A more appropriate resolution of the issues in Farnsworth may have been the conclusion that the "original tortfeasor" was the safety product manufacturer whose product allegedly failed to work for the passenger. The product was designed just in case one or more drivers were negligent. Allowing allocation of fault to the negligent drivers allows the manufacturer to transfer the costs of its defective product to others and eliminates any incentive to produce a safer product. This result undermines products liability doctrine and erodes consumer protection. A common law modification and interpretation of the products liability laws could extend the statutory allocation of fault only to circumstances that do not involve safety products. The application of the "original tortfeasor" doctrine to pure allocation of fault was done as a matter of common law; it can certainly be revised on the same basis. Additionally, the legislature could expressly address this issue and determine that it should not be the public policy of Alaska to diminish the incentive for product manufacturers to address defects in their safety products and reduce injuries to Alaskans.


   

FOOTNOTES


Copyright © 2002 by Thomas V. Van Flein. This Comment is also available on the Internet at http://www.law.duke.edu/journals/19ALRVanFlein.
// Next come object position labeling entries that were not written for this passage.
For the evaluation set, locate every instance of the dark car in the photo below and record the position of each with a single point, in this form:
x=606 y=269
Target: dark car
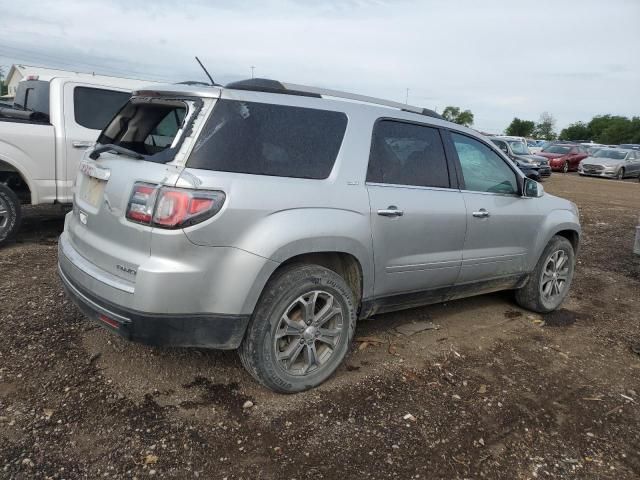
x=536 y=166
x=564 y=157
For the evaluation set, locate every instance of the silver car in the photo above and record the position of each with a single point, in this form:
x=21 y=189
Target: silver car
x=271 y=217
x=612 y=163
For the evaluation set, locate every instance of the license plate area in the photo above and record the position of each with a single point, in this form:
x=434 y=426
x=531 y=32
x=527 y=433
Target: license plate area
x=91 y=190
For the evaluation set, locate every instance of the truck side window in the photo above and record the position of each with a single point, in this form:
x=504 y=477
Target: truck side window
x=407 y=154
x=95 y=107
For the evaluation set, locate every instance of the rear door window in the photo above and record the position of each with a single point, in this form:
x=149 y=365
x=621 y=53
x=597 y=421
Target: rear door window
x=267 y=139
x=95 y=107
x=407 y=154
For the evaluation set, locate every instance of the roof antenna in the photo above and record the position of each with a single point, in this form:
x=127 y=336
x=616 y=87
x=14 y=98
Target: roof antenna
x=213 y=84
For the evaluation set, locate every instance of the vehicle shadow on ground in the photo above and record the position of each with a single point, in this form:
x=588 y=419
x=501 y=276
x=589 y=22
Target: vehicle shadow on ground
x=189 y=381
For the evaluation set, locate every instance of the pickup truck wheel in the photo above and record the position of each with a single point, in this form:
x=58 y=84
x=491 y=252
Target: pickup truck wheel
x=10 y=214
x=549 y=282
x=301 y=329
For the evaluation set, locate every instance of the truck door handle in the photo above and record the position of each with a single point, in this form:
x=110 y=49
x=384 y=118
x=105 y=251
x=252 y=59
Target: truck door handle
x=482 y=213
x=391 y=211
x=78 y=144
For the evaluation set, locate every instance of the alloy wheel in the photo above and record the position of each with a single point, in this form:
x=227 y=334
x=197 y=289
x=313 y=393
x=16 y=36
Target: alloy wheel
x=555 y=275
x=309 y=332
x=5 y=213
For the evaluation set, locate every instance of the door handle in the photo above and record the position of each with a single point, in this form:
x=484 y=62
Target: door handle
x=79 y=144
x=482 y=213
x=391 y=211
* Member, Clapp, Peterson & Stowers, L.L.C., Anchorage, Alaska. J.D., University of Arizona, 1989; B.A., University of Alaska, Fairbanks, 1986.
1. ALASKA STAT. § 09.17.080(a) & (b) (Michie 2000).
2. Id.
3. Id. § 09.17.080 (requiring apportionment of damages in "all actions involving fault of more than one person").
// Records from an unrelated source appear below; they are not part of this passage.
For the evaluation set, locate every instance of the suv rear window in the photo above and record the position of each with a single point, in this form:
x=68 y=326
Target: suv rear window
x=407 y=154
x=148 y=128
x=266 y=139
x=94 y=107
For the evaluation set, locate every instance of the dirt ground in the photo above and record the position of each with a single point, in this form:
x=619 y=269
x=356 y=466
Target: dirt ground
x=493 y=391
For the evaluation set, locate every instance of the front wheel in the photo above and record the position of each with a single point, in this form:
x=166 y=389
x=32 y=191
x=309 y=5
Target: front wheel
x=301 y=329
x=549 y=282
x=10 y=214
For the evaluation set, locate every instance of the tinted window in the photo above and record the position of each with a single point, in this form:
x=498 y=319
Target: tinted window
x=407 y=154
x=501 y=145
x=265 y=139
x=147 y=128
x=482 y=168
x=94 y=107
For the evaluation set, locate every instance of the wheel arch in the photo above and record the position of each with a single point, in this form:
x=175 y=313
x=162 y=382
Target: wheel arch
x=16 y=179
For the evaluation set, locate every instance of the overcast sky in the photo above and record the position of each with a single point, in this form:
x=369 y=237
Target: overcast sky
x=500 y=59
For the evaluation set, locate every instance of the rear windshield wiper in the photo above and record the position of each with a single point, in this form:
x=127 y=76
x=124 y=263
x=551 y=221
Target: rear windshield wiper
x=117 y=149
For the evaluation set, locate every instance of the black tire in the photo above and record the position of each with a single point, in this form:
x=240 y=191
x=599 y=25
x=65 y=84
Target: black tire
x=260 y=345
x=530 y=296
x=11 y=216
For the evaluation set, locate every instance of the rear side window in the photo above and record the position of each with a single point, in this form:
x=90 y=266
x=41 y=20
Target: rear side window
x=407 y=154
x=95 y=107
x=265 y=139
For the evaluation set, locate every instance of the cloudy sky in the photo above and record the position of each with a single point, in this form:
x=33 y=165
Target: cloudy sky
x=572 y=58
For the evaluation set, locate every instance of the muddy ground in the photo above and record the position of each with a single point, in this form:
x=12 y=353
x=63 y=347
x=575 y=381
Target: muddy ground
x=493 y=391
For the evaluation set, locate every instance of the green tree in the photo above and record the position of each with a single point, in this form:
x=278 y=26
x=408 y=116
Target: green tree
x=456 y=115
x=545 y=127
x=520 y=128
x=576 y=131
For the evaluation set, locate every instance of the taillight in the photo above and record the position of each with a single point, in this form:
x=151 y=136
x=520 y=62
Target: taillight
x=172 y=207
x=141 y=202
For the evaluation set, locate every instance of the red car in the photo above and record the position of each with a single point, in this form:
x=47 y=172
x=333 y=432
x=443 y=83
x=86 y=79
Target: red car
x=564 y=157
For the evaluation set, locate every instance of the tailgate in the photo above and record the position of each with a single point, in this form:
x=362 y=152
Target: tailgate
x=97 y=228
4. The term "safety products" as used herein means products that are designed to prevent injury or death as a result of human error. Thus, the sine qua non for the development of many of these products is a known human propensity to err and the need for a design to minimize the risk of such error or minimize the harm when such an error occurs. This type of product is often corollary to the main product, and may have no real purpose in the function of the underlying product other than safety. The doctrine addressing reasonable alternative design could be defined to include safety products, since, from the consumer's perspective, the main product and the safety product are one packaged product.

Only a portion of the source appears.